- The paper introduces PTR-PPO, which significantly enhances PPO performance by integrating prioritized trajectory replay.
- It employs three distinct trajectory priority metrics to effectively handle sparse rewards and improve data utilization.
- The approach maintains learning stability by using truncated importance weights and a parallel learner-actor structure.
Proximal Policy Optimization with Prioritized Trajectory Replay
Introduction
The paper proposes an enhancement to the Proximal Policy Optimization (PPO) algorithm by integrating a Prioritized Trajectory Replay (PTR) mechanism. This combination, referred to as PTR-PPO, is designed to increase sample efficiency, especially addressing the limitations of on-policy DRL methods which typically struggle with data utilization. By leveraging prioritized trajectory replay from old policies, PTR-PPO aims to improve the learning speed and performance of PPO.
Trajectory Priority Design
Three distinct trajectory priority metrics are introduced:
- Max Trajectory Priority: This metric is based on the maximum factor of the one-step experience Generalized Advantage Estimation (GAE) deviation. The intention is to prioritize those trajectories that have the most significant deviations, indicating areas that might benefit the most from learning.
- Mean Trajectory Priority: Here, the metric averages the GAE deviations across trajectories. This approach balances the focus, ensuring that all significant experiences are considered, not just the outliers with the largest deviations.
- Reward Trajectory Priority: This metric uses the normalized undiscounted cumulative reward to prioritize trajectories. It particularly addresses environments with sparse reward signals, prioritizing trajectories that achieve substantial undiscounted cumulative rewards over time.
These metrics are calculated and used to sample trajectories differently, aiming for enhanced efficiency in training the learning agent.

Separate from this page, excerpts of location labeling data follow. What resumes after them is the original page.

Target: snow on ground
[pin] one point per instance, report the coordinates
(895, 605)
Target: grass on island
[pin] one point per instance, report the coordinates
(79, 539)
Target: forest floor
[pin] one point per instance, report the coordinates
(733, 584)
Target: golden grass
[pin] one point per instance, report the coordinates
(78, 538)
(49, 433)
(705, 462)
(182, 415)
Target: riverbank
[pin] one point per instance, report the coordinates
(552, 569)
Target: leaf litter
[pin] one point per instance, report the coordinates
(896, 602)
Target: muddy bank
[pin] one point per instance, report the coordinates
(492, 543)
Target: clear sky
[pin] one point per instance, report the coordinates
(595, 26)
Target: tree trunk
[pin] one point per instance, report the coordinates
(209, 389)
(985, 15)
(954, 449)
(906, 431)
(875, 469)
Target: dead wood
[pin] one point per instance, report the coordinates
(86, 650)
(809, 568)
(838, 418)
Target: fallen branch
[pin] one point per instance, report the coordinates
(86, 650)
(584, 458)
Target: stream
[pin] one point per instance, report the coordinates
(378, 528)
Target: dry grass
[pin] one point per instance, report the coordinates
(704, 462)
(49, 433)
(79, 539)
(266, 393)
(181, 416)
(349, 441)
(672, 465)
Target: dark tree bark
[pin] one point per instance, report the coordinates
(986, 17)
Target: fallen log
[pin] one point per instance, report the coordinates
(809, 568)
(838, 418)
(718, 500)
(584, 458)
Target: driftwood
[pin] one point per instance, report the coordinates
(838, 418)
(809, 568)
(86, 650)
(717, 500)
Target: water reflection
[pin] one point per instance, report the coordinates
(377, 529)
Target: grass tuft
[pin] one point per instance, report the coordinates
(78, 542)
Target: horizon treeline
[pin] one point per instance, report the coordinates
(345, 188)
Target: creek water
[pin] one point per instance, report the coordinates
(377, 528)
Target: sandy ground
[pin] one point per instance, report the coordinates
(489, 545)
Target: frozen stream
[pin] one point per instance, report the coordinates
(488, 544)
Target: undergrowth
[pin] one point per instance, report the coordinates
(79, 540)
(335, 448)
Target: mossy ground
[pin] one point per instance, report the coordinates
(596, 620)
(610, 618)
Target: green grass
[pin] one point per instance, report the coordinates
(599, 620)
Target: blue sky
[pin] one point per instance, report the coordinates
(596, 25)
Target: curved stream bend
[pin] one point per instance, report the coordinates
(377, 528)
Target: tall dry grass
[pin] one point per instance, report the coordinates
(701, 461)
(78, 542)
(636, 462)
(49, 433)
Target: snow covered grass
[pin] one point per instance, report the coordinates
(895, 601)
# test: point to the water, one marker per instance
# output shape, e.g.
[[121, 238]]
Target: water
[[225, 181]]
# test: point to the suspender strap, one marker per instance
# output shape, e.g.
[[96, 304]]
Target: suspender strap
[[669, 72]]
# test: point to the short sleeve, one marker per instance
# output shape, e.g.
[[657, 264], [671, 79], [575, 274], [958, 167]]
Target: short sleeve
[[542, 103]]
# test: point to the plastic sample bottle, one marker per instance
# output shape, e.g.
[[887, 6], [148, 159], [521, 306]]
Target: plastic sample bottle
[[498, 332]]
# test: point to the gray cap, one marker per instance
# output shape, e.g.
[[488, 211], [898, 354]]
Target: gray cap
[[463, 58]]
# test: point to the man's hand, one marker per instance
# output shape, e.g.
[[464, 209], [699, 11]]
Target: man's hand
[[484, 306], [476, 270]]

Figure 1: Trajectory priority based on one-step experience GAE deviation. The one-step empirical advantage deviation for each experience in the trajectory is calculated using GAE and the appropriate value is obtained as the trajectory priority using the max and mean operators.
PTR-PPO Algorithm Design
The architecture of PTR-PPO maintains a learner-actor structure, where multiple environments are simulated in parallel. Each trajectory's priority is calculated and stored in a priority memory using a sumtree. Trajectories are then sampled based on their calculated priorities to train the PPO loss function more effectively. Importantly, PTR-PPO introduces truncated importance weights to mitigate the high variance often seen in multistep experience settings. This truncation ensures learning stability by bounding importance weights, maintaining the balance between bias and variance.
Figure 2: PTR-PPO Algorithm Architecture. The architecture uses a learner-actor design for improved training efficiency.
Experimental Results
The PTR-PPO algorithm was tested against established algorithms like PPO and ACER on a suite of Atari games, showcasing superior performance, particularly in environments with reward sparsity. In five out of the six environments tested, PTR-PPO demonstrated a clear advantage over the baseline methods in terms of final score. The results emphasized the efficacy of prioritized trajectory replay in improving sample efficiency and overall learning outcomes.





Figure 3: Comparison of scores of different algorithms on 6 tasks. PTR-PPO significantly outperforms PPO and ACER in five environments.
In terms of computational efficiency, the time analysis revealed that PTR-PPO's wall-clock-time efficiency is similar to PPO and superior to ACER. This efficiency is largely due to PTR-PPO's streamlined trajectory sampling and learning approach, which avoids the extensive processing times associated with other methods.
Figure 4: Algorithm comparison in terms of time efficiency on the Atlantis-v0 benchmark.
Implementation Considerations
Computational Requirements
The PTR-PPO algorithm requires a computational setup capable of supporting extensive parallel environment simulations due to its learner-actor architecture. Efficient memory management is critical, particularly for maintaining the priority memory where large amounts of trajectory data and their respective priorities are stored and updated.
Hyperparameters
Key hyperparameters include:
- Priority memory size: A balance is essential here; too small a memory could limit exposure to diverse trajectories, while too large may dilute the impact of recent high-priority trajectories.
- Trajectory rollout length: Impacts the stability and accuracy of GAE calculations. The paper finds 8-step rollouts typically optimal, balancing bias-variance trade-offs effectively.
Conclusion
PTR-PPO represents a significant optimization of the PPO framework, bringing enhanced efficiency through prioritized trajectory replay. This method stands to improve the learning pace and performance in various challenging RL environments, as demonstrated in Atari benchmarks. Future directions might explore dynamic adaptions of priority metrics to further optimize learning trajectories as training progresses. The integration with adaptive trajectory management systems holds potential for further enhancing sample efficiency in DRL applications.